Investor Profile

PME’s path to recovery

PME, the €18.8 billion (US$25.6 billion) industry-wide pension fund for the mechanical and electrical engineering sector in the Netherlands, has seen its funding ratio fall 45 per cent over the last year. Kristen Paech talks to the fund about its recovery plan, including the decision not to rebalance equities, and the benefits of using a fiduciary manager.

In the past year, Amsterdam-based pension fund has massively rejigged its asset allocation, choosing not to rebalance its equities exposure and increasing its weighting to fixed income by nearly 20 per cent.

The new investment strategy is part of a recovery plan submitted to the regulator, De Nederlandsche Bank (DNB), under which Dutch funds were asked to detail how they would bring their pension fund back up to the minimum statutory funding requirement of 105 per cent within five years.

Like many Dutch funds, PME’s funding ratio has deteriorated on the back of the credit crisis, falling from 135 per cent at the end of 2007 to 90 per cent at the end of 2008; although a decision to hedge against interest rate and inflation risk limited further destruction of the funding ratio, reaping a 9 per cent return in 2008.

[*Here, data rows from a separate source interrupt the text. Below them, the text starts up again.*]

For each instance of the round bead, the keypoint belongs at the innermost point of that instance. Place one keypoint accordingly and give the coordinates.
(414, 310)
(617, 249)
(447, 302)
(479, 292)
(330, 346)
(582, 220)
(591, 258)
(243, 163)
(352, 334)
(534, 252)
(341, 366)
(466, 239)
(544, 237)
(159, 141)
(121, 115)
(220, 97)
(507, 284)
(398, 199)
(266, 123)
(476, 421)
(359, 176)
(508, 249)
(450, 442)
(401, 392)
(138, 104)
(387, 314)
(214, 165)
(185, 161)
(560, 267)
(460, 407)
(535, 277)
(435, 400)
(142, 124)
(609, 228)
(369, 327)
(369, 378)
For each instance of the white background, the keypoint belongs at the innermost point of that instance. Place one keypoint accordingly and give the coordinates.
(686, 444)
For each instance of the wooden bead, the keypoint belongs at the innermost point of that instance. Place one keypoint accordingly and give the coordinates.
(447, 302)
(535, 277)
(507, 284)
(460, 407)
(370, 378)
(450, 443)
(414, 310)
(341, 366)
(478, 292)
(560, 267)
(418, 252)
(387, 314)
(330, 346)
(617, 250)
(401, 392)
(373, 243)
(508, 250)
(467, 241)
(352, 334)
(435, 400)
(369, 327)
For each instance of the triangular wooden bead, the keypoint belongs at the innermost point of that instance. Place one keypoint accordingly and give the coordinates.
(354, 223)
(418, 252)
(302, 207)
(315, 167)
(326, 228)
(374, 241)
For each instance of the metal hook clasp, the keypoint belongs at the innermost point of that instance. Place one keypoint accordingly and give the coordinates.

Gerda Smits, communications director at PME, says the fund has opted not to rebalance its equities allocation, which has fallen from 38 per cent at the start of 2008 to 20 per cent today.

Fixed income has jumped from 38 per cent to 57 per cent, and the real estate allocation has fallen 1 per cent to 9 per cent. Alternatives remain stable at 11 per cent, and 3 per cent is allocated to ‘other’ investments.

PME’s recovery plan includes a 1 per cent increase in contributions, from 22 to 23 per cent, and no indexation on pension payments in 2009.

These measures are expected to help PME return to full funding within five years, and achieve a cover, or funding, ratio of 114 per cent within 15 years.

“This, of course, depends mostly on the markets,” Smits says. “However, our recovery plan shows we can comfortably recover within the time allowed.”

The road, however, will not be easy. During 2008, PME’s assets fell nearly €4 billion (US$5.4 billion) from €22.4 billion at the end of 2007, while liabilities rose from €16.3 to €20.6 billion.

Smits says the fund has been monitoring investment performance closely, and maintaining more frequent contact with its fiduciary manager, Mn Services, and its board of trustees.

Fiduciary management has been embraced by Dutch pension funds as a one-stop solution to pension fund management.

Generally, fiduciary managers advise on asset allocation and risk management, while also having responsibility for manager selection, monitoring and tactical asset allocation. Â

PME appointed Mn Services as its fiduciary manager in mid-2007. PME is also a stakeholder in the Rijswijk-based provider of pension administration and investment management services.

At the time, the fund’s investment director Roland van den Brink and four other investment managers moved across to Mn Services, with van den Brink given responsibility for managing the investment management
activities of the provider.

According to Smits, the benefits of a fiduciary manager are that all investment activities are “in one hand of a professional party”. Pension administration is outsourced to Syntrus Achmea but will be transferred to Mn Services in 2010. These two firms are currently in talks about further co-operation.

PME’s executive board consists of labour unions and employers’ organisations in the mechanical and engineering sector.  The board is supported by a management office, which prepares policy and is responsible for the implementation of pension administration and investment management. Monitoring of investments is done at PME’s office by the manager investments and the controller.

Investments are spread broadly across fixed income, equities, real estate and alternatives. PME’s alternatives allocation includes commodities (especially energy sources such as oil), private equity, hedge funds, infrastructure and a “special products portfolio” which covers investments like forestry and life settlements.

The fixed income portfolio includes significant allocations to euro bonds and world wide company loans, while equities are spread across Europe, the US, Japan and emerging economies such as South Korea, Brazil and Mexico.

When it comes to real estate, the fund invests directly at home in office premises, shops and homes and indirectly abroad in listed real estate equities.

“Real estate is a very local game,” Smits says. “Abroad we therefore work with partners who know their market well.”

In 2009 and beyond, PME will attempt to strike a balance between protection – ensuring pensions obligations are met – and growth – which is required if the fund is to achieve its target funding ratio.

Commenting on this challenge, Smits says: “PME has to safeguard its assets but still leave room for growth potential.”